Je dis juste quelques mots sur la fin énigmatique de ce texte d’Evangile, sur cette expression bizarre : Chacun sera salé au feu. J’ai pris le temps d’aller lire quelques commentaires et il y en a un qui m’a éclairé, il expliquait les anciennes techniques des potiers qui savaient que tant que leur poterie n’était pas passée par le feu du four, elles restaient fragiles. Et, pour que les effets du passage au four soient le plus bénéfiques possibles pour leurs poteries, ils jetaient du sel légèrement humide dans le four quand il était très chaud. Un tout petit peu de chimie : avec la chaleur, le sel se vaporisait et les vapeurs de chlorures entraient en réaction chimique avec l’argile. Cette réaction allait alors provoquer comme un glaçage, un vernissage de la surface ce qui rendait les poteries encore plus solides et parfaitement étanches. Les poteries étaient donc salées au feu et elles avaient du sel en elles-mêmes. Si nous considérons, comme le dit Paul, que nous sommes comme des poteries, alors la parole de Jésus nous concerne directement. 

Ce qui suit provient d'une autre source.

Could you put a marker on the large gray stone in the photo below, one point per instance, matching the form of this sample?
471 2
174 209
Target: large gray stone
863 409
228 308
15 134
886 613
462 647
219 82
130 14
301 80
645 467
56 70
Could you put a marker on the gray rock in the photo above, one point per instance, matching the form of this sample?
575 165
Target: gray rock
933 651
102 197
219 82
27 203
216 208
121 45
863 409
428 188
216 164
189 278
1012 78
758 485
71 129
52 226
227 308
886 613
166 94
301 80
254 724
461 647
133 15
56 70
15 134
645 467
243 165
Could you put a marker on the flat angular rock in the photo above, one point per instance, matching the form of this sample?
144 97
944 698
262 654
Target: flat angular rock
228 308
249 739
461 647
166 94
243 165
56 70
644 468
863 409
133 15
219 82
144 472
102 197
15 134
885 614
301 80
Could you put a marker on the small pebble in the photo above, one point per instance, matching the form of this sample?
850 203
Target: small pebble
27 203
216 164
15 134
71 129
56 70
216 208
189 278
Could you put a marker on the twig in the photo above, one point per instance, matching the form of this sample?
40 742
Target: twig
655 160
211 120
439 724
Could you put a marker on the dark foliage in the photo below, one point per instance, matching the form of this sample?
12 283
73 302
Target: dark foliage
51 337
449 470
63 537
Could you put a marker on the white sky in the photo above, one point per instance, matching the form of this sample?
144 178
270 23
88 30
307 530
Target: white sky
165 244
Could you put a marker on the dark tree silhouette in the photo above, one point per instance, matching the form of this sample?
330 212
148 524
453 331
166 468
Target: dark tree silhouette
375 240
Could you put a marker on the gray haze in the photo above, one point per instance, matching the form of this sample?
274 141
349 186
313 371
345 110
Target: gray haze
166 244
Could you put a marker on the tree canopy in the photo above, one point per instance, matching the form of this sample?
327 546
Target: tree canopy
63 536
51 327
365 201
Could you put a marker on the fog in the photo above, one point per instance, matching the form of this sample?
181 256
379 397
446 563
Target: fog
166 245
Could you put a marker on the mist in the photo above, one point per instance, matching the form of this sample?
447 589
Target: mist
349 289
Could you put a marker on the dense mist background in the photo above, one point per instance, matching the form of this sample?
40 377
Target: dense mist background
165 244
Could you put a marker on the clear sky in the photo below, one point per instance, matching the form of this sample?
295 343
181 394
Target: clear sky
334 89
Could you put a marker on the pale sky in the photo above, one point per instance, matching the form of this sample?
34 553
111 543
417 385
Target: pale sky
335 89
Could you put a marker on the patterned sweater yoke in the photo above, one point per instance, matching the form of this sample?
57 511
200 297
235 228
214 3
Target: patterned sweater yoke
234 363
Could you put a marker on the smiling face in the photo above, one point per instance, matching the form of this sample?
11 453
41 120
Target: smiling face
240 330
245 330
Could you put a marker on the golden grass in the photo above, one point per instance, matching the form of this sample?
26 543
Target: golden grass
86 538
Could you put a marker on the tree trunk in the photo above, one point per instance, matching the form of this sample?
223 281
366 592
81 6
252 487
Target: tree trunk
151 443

En disant que chacun sera salé au feu, Jésus annonce sans doute que nous connaitrons tous des épreuves, des épreuves qui ne viennent pas de Dieu car Dieu est amour, mais que ces épreuves nous rendront plus forts comme le sel au four rend la poterie plus solide. Et ça nous le constatons tous, après nous avoir profondément ébranlés dans un 1° temps, les épreuves nous fortifient selon la parole bien connue de Nietzsche : « ce que j’ai appris à l’école de guerre de la vie, c’est que ce qui ne me tue pas me rend plus fort. » Oui, mais encore faut-il que les épreuves, qui, je le redis, ne viennent jamais de Dieu, ne me tuent pas. Or, certaines épreuves génèrent de telles souffrances qu’on pourrait bien ne pas avoir la force de les porter. C’est là que la foi est essentielle, c’est là qu’il est important de pouvoir se redire que Dieu est notre principal allié. Puisque ce n’est pas lui qui envoie les épreuves, il n’est pas notre adversaire, il est notre allié, c’est le Dieu de l’Alliance. Arrêtons donc de nous épuiser à le combattre, prenons-le plutôt à nos côtés.